Norwegian Broadcasting (NRK) aired the locally shocking report Friday morning on its nationwide radio channel P1 and some listeners immediately wondered whether it was an early April Fools’ Day media joke. Linda Jakobsen, leader of Horten’s effort to usher in healthier food in day care centers (barnehager) and after-school programs, confirmed the local officials are serious about banning both the brown cheese and a related spread called prim.
“We don’t mean to set off a revolution, but rather normalize our food offerings,” Jakobsen told NRK. She and community nutritionist Pia Harritz Torchio have set new menu guidelines, and a new “inspirational brochure” about what children also should have in their home-made lunch packs is being sent out to parents.
“Brown cheese and prim contain so much sugar, and we know today that children sit much more still and eat food with more calories,” Jakobsen said. “That’s why we no longer want to serve brown cheese in the community arena.”
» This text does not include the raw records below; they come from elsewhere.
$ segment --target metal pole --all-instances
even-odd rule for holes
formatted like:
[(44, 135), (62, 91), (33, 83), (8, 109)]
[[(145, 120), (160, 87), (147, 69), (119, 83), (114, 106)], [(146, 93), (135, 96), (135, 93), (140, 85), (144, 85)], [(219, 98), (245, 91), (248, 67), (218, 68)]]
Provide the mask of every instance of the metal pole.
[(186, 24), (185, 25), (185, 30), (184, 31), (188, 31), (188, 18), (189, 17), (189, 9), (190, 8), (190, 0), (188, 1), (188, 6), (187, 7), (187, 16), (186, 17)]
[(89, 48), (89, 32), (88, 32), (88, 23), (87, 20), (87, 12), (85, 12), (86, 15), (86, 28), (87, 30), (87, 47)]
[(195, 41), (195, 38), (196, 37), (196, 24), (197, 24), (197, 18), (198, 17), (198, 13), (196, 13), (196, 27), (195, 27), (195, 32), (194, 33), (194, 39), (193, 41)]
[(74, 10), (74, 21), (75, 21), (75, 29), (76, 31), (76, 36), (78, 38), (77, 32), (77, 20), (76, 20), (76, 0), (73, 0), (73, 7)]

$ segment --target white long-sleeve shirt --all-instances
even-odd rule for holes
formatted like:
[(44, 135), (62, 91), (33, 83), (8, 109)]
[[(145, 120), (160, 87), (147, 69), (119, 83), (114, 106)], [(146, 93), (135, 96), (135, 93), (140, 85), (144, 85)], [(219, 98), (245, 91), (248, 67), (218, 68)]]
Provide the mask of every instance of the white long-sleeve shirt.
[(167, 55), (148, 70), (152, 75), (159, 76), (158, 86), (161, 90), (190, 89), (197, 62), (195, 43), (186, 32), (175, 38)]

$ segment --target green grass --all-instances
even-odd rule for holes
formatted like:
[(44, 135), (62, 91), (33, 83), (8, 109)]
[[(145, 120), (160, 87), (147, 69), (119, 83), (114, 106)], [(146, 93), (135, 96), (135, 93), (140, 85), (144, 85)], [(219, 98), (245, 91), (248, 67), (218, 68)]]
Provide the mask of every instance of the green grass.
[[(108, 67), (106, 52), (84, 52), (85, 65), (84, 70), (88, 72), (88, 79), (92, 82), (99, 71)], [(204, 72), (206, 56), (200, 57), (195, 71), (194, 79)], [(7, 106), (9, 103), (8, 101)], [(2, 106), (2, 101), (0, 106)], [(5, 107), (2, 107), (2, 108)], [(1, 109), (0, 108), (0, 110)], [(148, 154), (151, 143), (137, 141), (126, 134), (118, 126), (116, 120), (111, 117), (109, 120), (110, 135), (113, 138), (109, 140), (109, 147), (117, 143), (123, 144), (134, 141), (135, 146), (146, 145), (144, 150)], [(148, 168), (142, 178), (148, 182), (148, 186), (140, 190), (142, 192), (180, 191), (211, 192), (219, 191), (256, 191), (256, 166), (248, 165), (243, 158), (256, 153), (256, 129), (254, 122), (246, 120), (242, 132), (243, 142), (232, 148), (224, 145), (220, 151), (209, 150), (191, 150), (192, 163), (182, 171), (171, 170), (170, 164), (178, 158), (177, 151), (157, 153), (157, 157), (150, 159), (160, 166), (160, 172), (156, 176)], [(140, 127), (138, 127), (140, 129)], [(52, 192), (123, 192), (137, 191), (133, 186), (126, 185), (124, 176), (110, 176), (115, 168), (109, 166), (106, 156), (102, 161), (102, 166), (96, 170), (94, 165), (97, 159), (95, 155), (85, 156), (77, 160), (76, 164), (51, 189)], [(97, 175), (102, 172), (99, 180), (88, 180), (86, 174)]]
‘Tastes good,’ but ‘not good’
Jakobsen admits that it “tastes good” for many children and adults alike, who don’t mind the fact that it also has a tendency to stick to the roof of the mouth when eaten. She argues, though, that “it doesn’t contain anything that a child’s body can gain from. Chocolate spreads also taste good, but we don’t recommend that either.”
Reaction to the brown cheese ban was swift, with one “woman on the street” telling NRK that she thinks it’s “tragic. I like brown cheese so much myself.” Others called the ban “strange” and “un-Norwegian,” with one man wondering whether “we have so many different kinds of people in Norway now that we can’t serve Norwegian brown cheese anymore.” Told that it was because of concerns about high sugar content, an issue that even former Prime Minister Gro Harlem Brundtland has worked hard to fight against during her years at the World Health Organisation, another woman shook her head and replied, “Oh, is that the reason now…”
‘Some discussion’
Brown cheese (alternately called brunost, geitost or Gudbrandalsost) will also be banned from the after-school programs for older children called SFO (skole fritidsordning). Morten Kjær, leader of SFO in Horten, said there was “some discussion” about the ban among personnel, but it ultimately won support.
“We thought at first that ‘does it really matter that the kids get a thin slice here,’ but then someone said that since we do serve a between-meal snack, we might as well offer them something healthier,” Kjær said.
It’s still unclear whether the Horten initiative against the sweet, fatty cheese will spread to other communities, but it’s bad news for its main producer, state dairy cooperative Tine. After years of market domination in Norway, Tine has been increasingly challenged by new fledgling competitors, public outcry over its failure to produce enough butter for the Norwegian market a few years ago, high prices and a new conservative government that wants less market regulation and more choices for Norwegian consumers. Tine also recently faced protests over a proposal to move brown cheese production out of Gudbrandsdalen, where it started.
Jakobsen, meanwhile, is proud of the new “healthier food” program that Horten has rolled out in a short time and with minimal cost to taxpayers. “We know that many children are overweight, and with that comes various illness and psychological problems,” she said. “Preventative measures are the simplest and cheapest way to save the children. It’s not difficult to simply choose healthier, less sweet and fatty foods.” She said that parents can still serve brown cheese to their children at home, “but then it’s good that they won’t get it in the day care centers or schools anymore.”